Reading a passage from a book I got stuck...
The author says at a certain point:
"Consider a quadratic form in $k$ complex variables $$ Q(z_{1},...,z_{k})=\sum_{i,j=1}^{n}z_{h}z_{j}b_{hj} $$ If we substitute $x^{h}+y^{h}$ for $z^{h}$, and then take the real part of $Q$ we obtain a real quadratic form in $2k$ real variables: $Q'(x_{1},...,x_{k},y_{1},...,y_{k})=$ real part of ($\sum_{i,j=1}^{n}(x_{h}+iy_{h})(x_{j}+iz_{j})b_{hj})$"
Then he wants to prove that
"If $e$ is an eigenvalue of $Q'$ with multiplicity $\mu$, then $-e$ is also an eigenvalue with the same multiplicity $\mu$"

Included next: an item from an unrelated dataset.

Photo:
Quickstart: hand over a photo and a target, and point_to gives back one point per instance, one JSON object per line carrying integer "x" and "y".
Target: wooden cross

And to prove that he affirms that the identity $$ -Q(z_{1},...,z_{k})=Q(iz_{1},...,iz_{k}) $$ shows that the quadratic form $Q'$ can be transformed into $-Q'$ by an orthogonal change of variables and then concludes what we want to prove follows from that.
I understand why the proof is completed if we show that the quadratic form $Q'$ can be transformed into $-Q'$ by an orthogonal change of variables but it is not clear to me why from the identity above mentioned follows that an orthogonal change of this kind exists.
Thanks for the help